The facts here are pretty clear. First, most countries have not regulated patient recruitment. DAC, for example, has yet to have a patient recruitment strategy rejected by local ethics committees. "Often, it is not regulatory obstacles, but cultural ones, that make a particular initiative inappropriate for a country," he says. "In addition, when planning patient recruitment programs, we put a heavy emphasis on adoption rates. Meaning, do the sites actually use the patient recruitment materials, tools and resources provided. I have seen local CRAs reject a strategy that local sites embrace. To help overcome this problem, DAC has developed a matrix with adoption rates and effectiveness data for different strategies in different countries."
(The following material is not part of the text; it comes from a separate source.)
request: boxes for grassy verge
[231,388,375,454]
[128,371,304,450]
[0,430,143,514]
Myth #3: Use The Same Feasibility Approach Everywhere

Many believe that if the PI is English speaking, companies can just keep using the same feasibility template. This myth has been around for some time, but McDonald notes the facts show a grassroots approach may be necessary in certain countries. On the positive side, a growing number of data driven resources are available. "To help manage this, we recommend on-site visits and in-person sponsor visits, which provide many benefits,” he says. “Also be sure to determine availability of onsite CRC and be sure to consider accessibility."

McDonald also recommends that you consider the catchment area around the site, referral patterns, and of course location. PI's in tier 2 and 3 cities often enroll better. He also finds it helpful to consider critical site support personnel availability, and to be sensitive to regional compensation differences. "Don't forget about back-up sites," he adds. "They should be included in your plan as well as your regulatory application. It is always a good idea to apply for more patients than are actually needed." 

Finally, McDonald always recommends taking a proactive approach to recruitment planning. The rescue of a study that does not have a recruitment plan in place can cost a company millions. With a proactive plan in place, the savings for a company can be as high as 160 to 280%. “Proactive planning just makes sense,” he says. “When you look at the cost of a clinical trial today, companies can no longer afford to not make proactive recruitment a part of their planning process.”